Note: I am NOT a licensed mental health professional. If you need help finding a mental health care provider please call 1-800-662-HELP (4357) or visit BetterHelp to talk to a certified therapist online at an affordable price. When the holidays feel hard, it can be easy to dismiss any underlying and more severe mental health challenges. So if what you are feeling is beyond simply having “a bad day” and you’re experiencing persistent depression or anxiety-related symptoms, PLEASE talk to your doctor, reach out to a trusted loved one, or use the contact information above. You are worth it.
Each year during the holiday season, I feel a wave of melancholy wash over me.
It happens sometime between November and January.
Some years it’s just a little wave and other years it feels more like a tsunami.
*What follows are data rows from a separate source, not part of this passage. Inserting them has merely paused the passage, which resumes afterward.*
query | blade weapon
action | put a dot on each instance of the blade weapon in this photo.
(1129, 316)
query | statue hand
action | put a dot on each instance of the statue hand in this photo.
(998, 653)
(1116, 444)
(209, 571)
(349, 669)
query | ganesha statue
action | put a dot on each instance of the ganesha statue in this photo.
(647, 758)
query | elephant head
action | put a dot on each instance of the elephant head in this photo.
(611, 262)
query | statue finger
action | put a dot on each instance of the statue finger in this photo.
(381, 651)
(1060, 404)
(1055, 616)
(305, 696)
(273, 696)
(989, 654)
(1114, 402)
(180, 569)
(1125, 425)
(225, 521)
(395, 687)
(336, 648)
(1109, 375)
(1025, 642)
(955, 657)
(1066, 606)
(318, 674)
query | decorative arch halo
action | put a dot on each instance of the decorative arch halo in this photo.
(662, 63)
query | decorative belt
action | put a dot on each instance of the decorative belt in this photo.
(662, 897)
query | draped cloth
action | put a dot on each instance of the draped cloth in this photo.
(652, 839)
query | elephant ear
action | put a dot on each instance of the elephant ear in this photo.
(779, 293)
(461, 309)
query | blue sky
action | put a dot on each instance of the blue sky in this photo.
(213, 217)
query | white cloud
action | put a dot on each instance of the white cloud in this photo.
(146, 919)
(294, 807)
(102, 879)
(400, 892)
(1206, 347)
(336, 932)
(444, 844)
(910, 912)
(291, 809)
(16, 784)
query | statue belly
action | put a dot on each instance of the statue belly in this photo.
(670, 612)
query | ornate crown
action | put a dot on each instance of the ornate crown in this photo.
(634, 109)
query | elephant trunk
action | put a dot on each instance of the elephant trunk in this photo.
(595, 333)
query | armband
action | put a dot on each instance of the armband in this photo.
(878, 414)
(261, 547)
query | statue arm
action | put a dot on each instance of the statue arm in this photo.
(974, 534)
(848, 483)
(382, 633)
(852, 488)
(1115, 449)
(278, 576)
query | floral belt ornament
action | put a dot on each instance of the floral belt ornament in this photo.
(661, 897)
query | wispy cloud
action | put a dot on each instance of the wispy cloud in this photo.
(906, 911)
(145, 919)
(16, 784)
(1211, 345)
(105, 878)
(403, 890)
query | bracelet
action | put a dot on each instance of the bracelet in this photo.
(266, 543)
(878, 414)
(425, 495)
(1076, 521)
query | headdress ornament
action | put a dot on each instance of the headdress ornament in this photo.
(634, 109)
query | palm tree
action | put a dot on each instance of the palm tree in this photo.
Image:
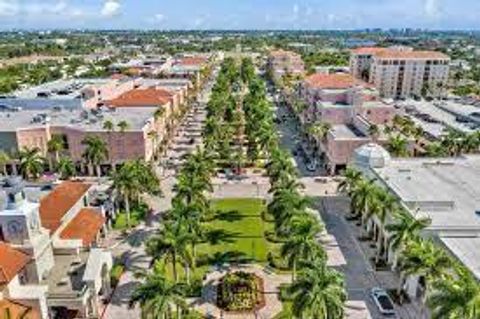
(66, 167)
(424, 259)
(31, 163)
(352, 178)
(4, 160)
(156, 295)
(55, 145)
(109, 127)
(301, 244)
(398, 146)
(171, 244)
(404, 228)
(318, 292)
(123, 127)
(455, 298)
(95, 152)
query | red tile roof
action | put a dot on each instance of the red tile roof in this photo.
(56, 204)
(18, 310)
(84, 226)
(333, 81)
(11, 262)
(392, 53)
(142, 97)
(368, 50)
(399, 54)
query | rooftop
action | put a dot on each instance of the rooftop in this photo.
(84, 226)
(11, 262)
(455, 204)
(152, 96)
(55, 205)
(88, 120)
(333, 81)
(18, 310)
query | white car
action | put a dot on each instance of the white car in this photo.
(383, 302)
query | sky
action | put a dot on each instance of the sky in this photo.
(239, 14)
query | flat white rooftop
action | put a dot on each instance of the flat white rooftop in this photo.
(445, 190)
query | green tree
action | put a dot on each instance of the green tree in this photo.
(172, 245)
(318, 292)
(156, 296)
(95, 152)
(301, 244)
(32, 164)
(66, 167)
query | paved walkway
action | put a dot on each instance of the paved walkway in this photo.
(271, 283)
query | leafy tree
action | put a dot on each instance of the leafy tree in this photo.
(32, 164)
(318, 292)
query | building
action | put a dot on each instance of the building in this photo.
(453, 207)
(350, 107)
(50, 263)
(282, 62)
(400, 72)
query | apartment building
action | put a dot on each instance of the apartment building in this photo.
(400, 72)
(281, 62)
(50, 264)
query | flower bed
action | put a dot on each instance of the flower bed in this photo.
(240, 292)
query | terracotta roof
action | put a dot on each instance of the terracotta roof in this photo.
(17, 310)
(398, 54)
(84, 226)
(142, 97)
(333, 81)
(392, 53)
(56, 204)
(11, 262)
(368, 50)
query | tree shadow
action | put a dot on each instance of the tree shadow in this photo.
(217, 236)
(225, 257)
(229, 216)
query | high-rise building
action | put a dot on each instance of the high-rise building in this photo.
(400, 72)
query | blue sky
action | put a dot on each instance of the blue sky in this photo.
(239, 14)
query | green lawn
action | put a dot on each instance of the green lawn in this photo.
(236, 234)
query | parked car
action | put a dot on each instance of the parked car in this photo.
(383, 302)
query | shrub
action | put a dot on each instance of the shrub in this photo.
(115, 274)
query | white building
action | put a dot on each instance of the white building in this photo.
(444, 190)
(401, 72)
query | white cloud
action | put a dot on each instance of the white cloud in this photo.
(111, 8)
(432, 8)
(159, 17)
(8, 8)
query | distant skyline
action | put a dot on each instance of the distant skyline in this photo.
(239, 14)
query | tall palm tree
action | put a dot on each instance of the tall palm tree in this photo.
(4, 160)
(32, 164)
(55, 145)
(398, 146)
(95, 152)
(301, 244)
(318, 292)
(109, 127)
(156, 295)
(66, 167)
(424, 259)
(404, 228)
(458, 297)
(123, 127)
(352, 178)
(172, 244)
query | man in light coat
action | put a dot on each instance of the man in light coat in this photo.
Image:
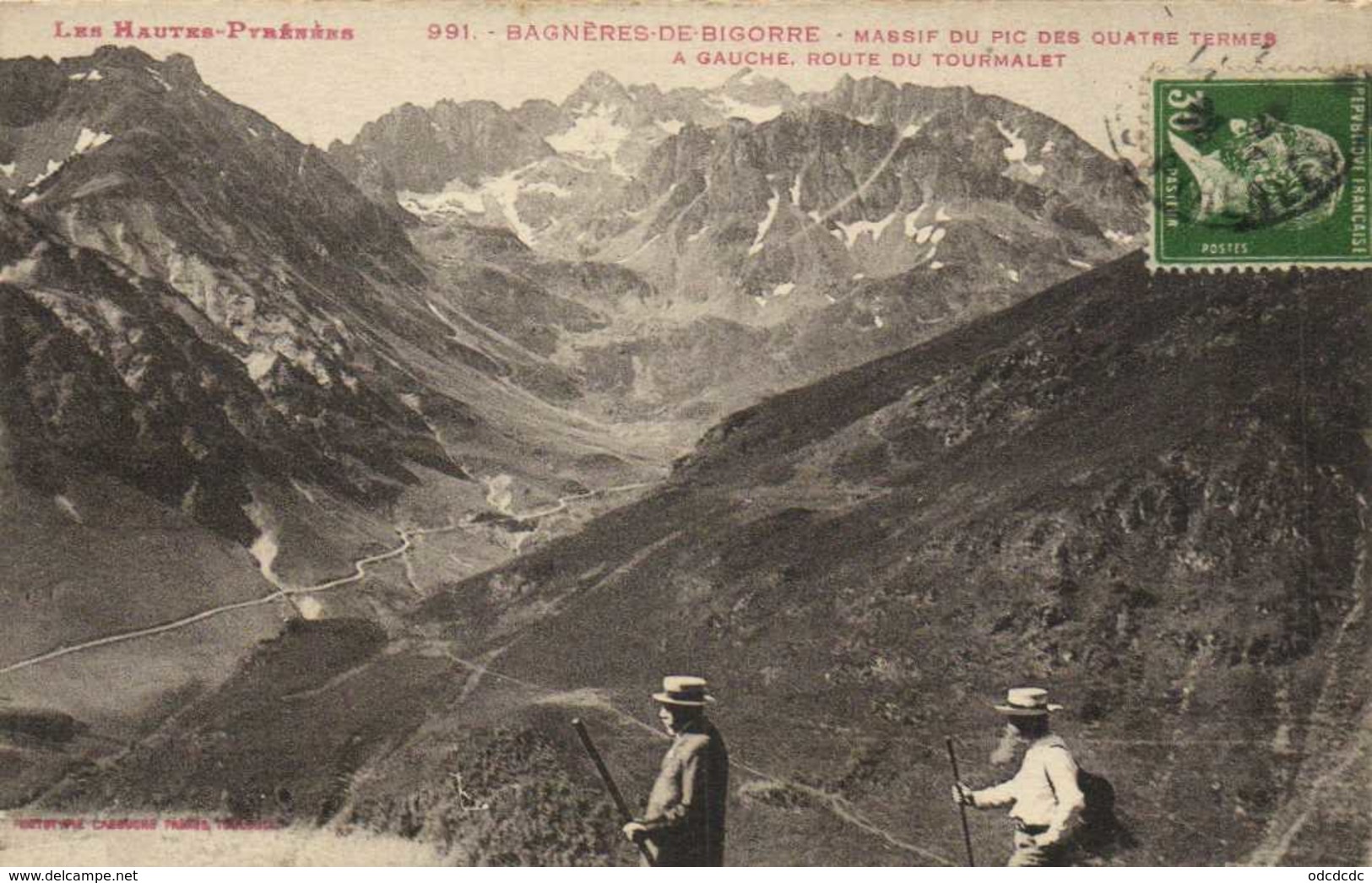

At times I’ve felt down in the dumps for a few days and then the sadness passes. But other years I’ve fought melancholy so intense that it became actual depression that lasted for a much longer period.
And while this shouldn’t necessarily come as a shock, given variables like holiday stress, exhaustion, and even seasonal affective disorder, this melancholy somehow catches me off guard.
Every single year.
Truthfully, it’s taken me a long time to recognize this pattern.
That sometimes the holidays feel hard.
A few years ago I mentioned to my husband that I was feeling pretty down. He responded by saying,
“Well, that makes sense. This time of year is usually hard for you.”
He said it in a very matter-of-fact way. He wasn’t being dismissive or insensitive. This was simply a fact as he saw it.
But I immediately became defensive.
“This time of year isn’t hard for me! I love this time of year! I love the holidays!”
How could THIS time of year be hard for me? Fall is my favorite season, and Thanksgiving and Christmas are my favorite holidays.
The scents! Food! Music! Movies! Lights!
The decorations and books, gift-giving and the gatherings!
Slowly but surely, I started to admit that he was right.
Sometimes the holidays feel hard.
I know plenty of people who struggle to feel joy during the holiday season. And for some of them, this time of year can actually be quite painful.
The death of a loved one around the holidays.
A first Thanksgiving or Christmas without a specific friend or family member present.
Financial stress that rears its ugly head when the monetary demands of gift-giving feels overwhelming.
The flu arriving at the worst possible time, (as if there’s ever a good time!) as holiday demands creep closer.